One thing that will not be rebuilt—or at least not returned to what it was—is the life of the man who is thought to have started the main fire. What is his culpability for what happened? It is a good question for Catholic moralists.

The man went hunting in scrubland not far from a large town. He never was more than a few miles from a road. The sky was clear, and visibility was good. He should have had no problem telling compass directions. If he became lost, he need only have turned north or west, followed the compass, and in an hour been safe—no need to set a signal fire, and how imprudent to do so in bone-dry brush on a day with desiccating Santa Ana winds!

It seems an open-and-shut case: The hunter must have known that setting a fire, even a small one, was highly dangerous. His negligence was gross, so unreasonable that he was as culpable as though he had been an arsonist.

But things may not have been that simple. Consider the following hypothetical scenario.

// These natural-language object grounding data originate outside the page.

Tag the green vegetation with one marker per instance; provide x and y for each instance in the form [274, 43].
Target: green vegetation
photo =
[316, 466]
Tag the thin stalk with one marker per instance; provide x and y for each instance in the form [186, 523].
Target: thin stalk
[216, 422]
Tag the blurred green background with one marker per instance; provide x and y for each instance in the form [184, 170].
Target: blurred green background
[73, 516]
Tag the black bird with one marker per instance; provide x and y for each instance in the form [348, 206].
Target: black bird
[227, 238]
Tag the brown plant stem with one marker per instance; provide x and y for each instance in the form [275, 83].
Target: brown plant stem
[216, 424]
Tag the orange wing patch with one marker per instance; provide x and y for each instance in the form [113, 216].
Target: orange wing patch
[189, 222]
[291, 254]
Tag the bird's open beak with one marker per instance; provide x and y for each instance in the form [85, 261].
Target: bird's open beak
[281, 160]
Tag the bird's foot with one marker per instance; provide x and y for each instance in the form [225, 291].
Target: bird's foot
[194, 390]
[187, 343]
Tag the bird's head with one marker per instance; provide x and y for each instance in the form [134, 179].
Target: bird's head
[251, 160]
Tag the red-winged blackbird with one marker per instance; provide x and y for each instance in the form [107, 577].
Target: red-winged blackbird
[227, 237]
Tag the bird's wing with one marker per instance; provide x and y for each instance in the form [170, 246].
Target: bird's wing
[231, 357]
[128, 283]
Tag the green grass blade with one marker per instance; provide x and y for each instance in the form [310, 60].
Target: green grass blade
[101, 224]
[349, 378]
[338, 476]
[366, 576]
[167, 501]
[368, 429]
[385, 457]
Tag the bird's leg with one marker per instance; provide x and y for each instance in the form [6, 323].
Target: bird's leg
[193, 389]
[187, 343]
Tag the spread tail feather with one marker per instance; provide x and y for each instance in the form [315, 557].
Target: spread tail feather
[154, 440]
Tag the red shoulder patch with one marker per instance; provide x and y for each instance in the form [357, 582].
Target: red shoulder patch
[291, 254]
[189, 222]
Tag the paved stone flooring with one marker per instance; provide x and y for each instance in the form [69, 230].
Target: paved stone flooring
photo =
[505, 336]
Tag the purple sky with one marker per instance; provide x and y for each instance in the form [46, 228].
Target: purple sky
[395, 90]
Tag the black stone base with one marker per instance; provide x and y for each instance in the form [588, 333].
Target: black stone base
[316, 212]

The day was blisteringly hot, made hotter by the camouflage clothing the hunter wore. He thought he had taken enough water but underestimated how much he needed. In a few hours the water was gone, he was dehydrated, and his judgment deteriorated. He tried to walk out but forgot about the compass in his pack. He ended up going in circles, and then he panicked. Too tired to walk further and afraid he would perish, he lit a small fire, the only way he could attract attention. He tended the fire while it smoldered, but he unwittingly fell asleep. He was awakened by the sound of the helicopter that saved him, but his small fire was becoming an inferno.

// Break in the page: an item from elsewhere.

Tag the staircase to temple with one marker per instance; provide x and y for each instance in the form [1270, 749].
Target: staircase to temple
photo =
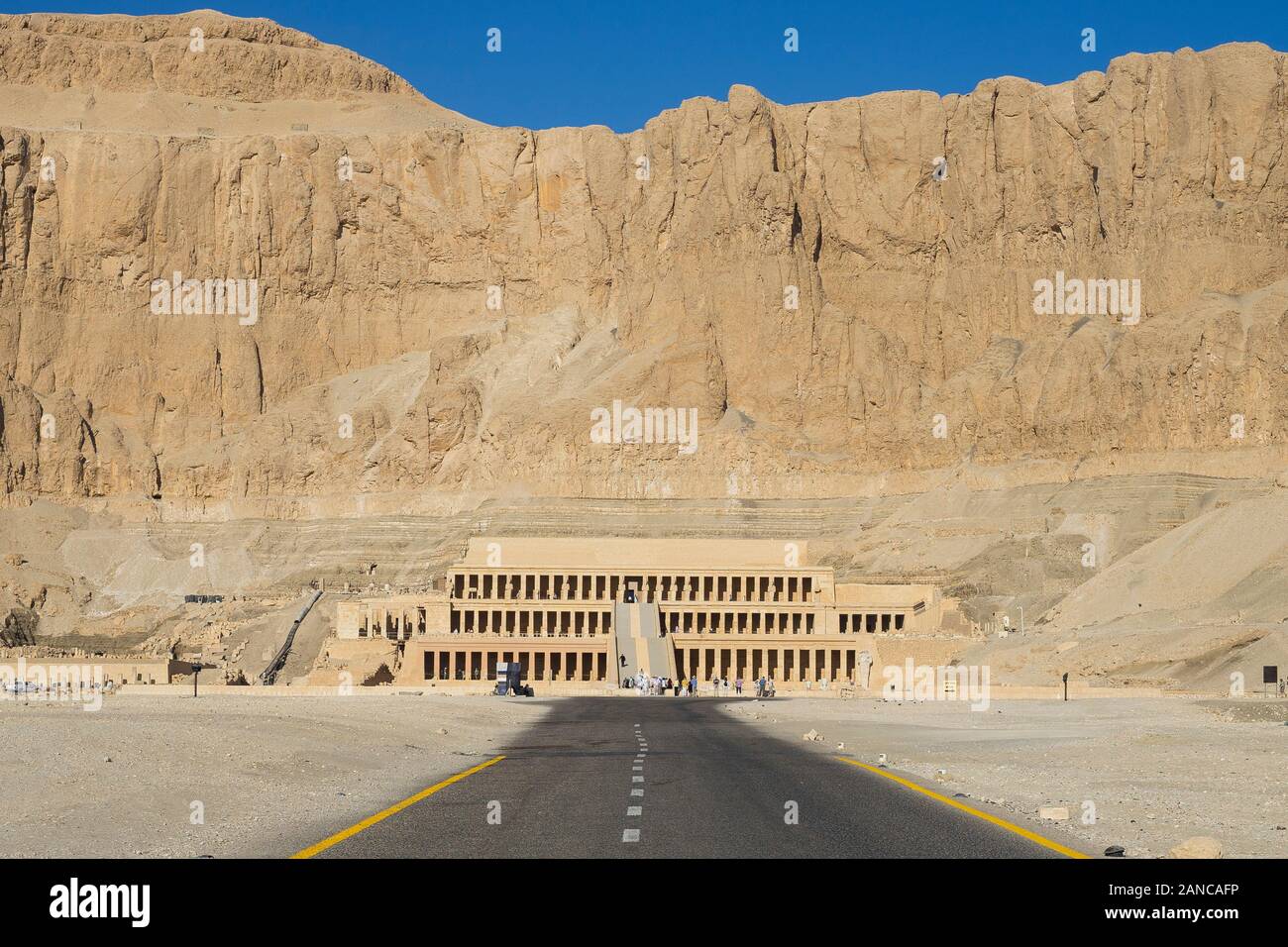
[638, 638]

See how the moral calculus changes? Poor judgment, yes, but not the gross negligence of the first scenario. It came down to too little water or too much time in the heat. With more of the one or less of the other, the hunter would have had no problem. He tried to use his wits to extricate himself, but his exhausted wits failed him. He made a tremendous blunder in starting the signal fire, but he made it in extremis.

Two scenarios, two different degrees of culpability—something like the difference between mortal and venial sins. Catholicism is "complex" morally because it thinks such distinctions are important. This gives our faith an advantage over competitors.